- Oracle Java 8
sudo add-apt-repository ppa:webupd8team/java
sudo apt-get update
sudo apt-get install oracle-java8-installer
sudo apt-get install oracle-java8-set-default
- Maven
sudo apt-get update
sudo apt-get install maven
- Node.js 6.x and npm
curl -sL https://deb.nodesource.com/setup_6.x | sudo -E bash -
sudo apt-get install -y nodejs
- Go to project folder
- Run
mvn clean install
- Find new build in path
target/scraper.jar
- Install Ruby
sudo apt-get update
sudo apt-get install ruby
- Install Rake
sudo gem install rake
- Install Ant
sudo apt-get update
sudo apt-get install ant
- Clone repository framework_templates to the same parent folder
- Clone repository gexcloud as vagrant to the same parent folder
- Clone repository nutch-fork as nutch to the same parent folder
- Go to parent_folder/framework_templates/scraper
- Run
rake build_nutch
- Run
rake build_scraper
- Run
sudo rake build
- Clone appstore-apps to the same parent folder
- Go to parent_folder/appstore-apps
- Increment version in /appstore-apps/apps/scraper/build_config.rb
- Run
gex_env=main rake deploy:upload['scraper']
-
Build project
-
Application needs Consul, ElasticSearch and Nutch REST API running.
- Consul (https://hub.docker.com/r/progrium/consul/)
docker run -p 8400:8400 -p 8500:8500 -p 8600:53/udp -h node1 progrium/consul -server -bootstrap
- ElasticSearch (https://hub.docker.com/r/nshou/elasticsearch-kibana/)
docker run -d -p 9200:9200 -p 9300:9300 -p 5601:5601 nshou/elasticsearch-kibana:kibana4
- For Nutch API run scraper docker container.

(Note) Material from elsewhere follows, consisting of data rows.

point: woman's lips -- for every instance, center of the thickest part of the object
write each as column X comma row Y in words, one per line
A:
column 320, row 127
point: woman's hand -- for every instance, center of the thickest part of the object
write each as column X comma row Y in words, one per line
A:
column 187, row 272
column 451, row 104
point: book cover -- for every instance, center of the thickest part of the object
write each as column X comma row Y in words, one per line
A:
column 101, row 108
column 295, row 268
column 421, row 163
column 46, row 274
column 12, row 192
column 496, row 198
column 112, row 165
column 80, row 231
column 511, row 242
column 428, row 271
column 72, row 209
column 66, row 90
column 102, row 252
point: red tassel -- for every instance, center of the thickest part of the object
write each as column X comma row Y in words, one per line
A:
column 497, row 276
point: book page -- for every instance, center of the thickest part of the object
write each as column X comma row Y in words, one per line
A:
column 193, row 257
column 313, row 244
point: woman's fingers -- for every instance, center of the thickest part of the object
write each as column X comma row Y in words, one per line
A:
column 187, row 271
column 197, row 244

- Consul (https://hub.docker.com/r/progrium/consul/)
-
For logs you should create folder with path
/usr/local/scraper
with write permissions to all -
Run project from main class(io.gex.scraper.api.Main) with two parameters path_to_config and -dev
- Config file example
{ "appId":"1234", "webServerPort": 4567, "consulHost": "localhost", "consulPort": 8500, "nutchHost": "http://0.0.0.0", "nutchPort": 8081, "defScrapArchJob": { "urls": null, "crawlIndexesHost": "http://index.commoncrawl.org", "warcFilesHost": "http://commoncrawl.s3.amazonaws.com/", "crawlLinksLimit": null, "fromYear": 2017, "toYear": 2017, "fetchThreadsNum": 32, "elastic": { "host": "0.0.0.0", "port": 9300, "clusterName": null, "indexName": "scraper", "type": "scrap_old_data" } }, "defScrapJob": { "urls": null, "depth": 2, "interval": 7200, "extractArticle": false, "elasticIndexName": "scraper" } }
- Config file example
-
Go to http://0.0.0.0:3000. By default for debug start up two web servers: java web server on port 4567 and node.js web server on port 3000 which proxy java web server for dynamically adding assets.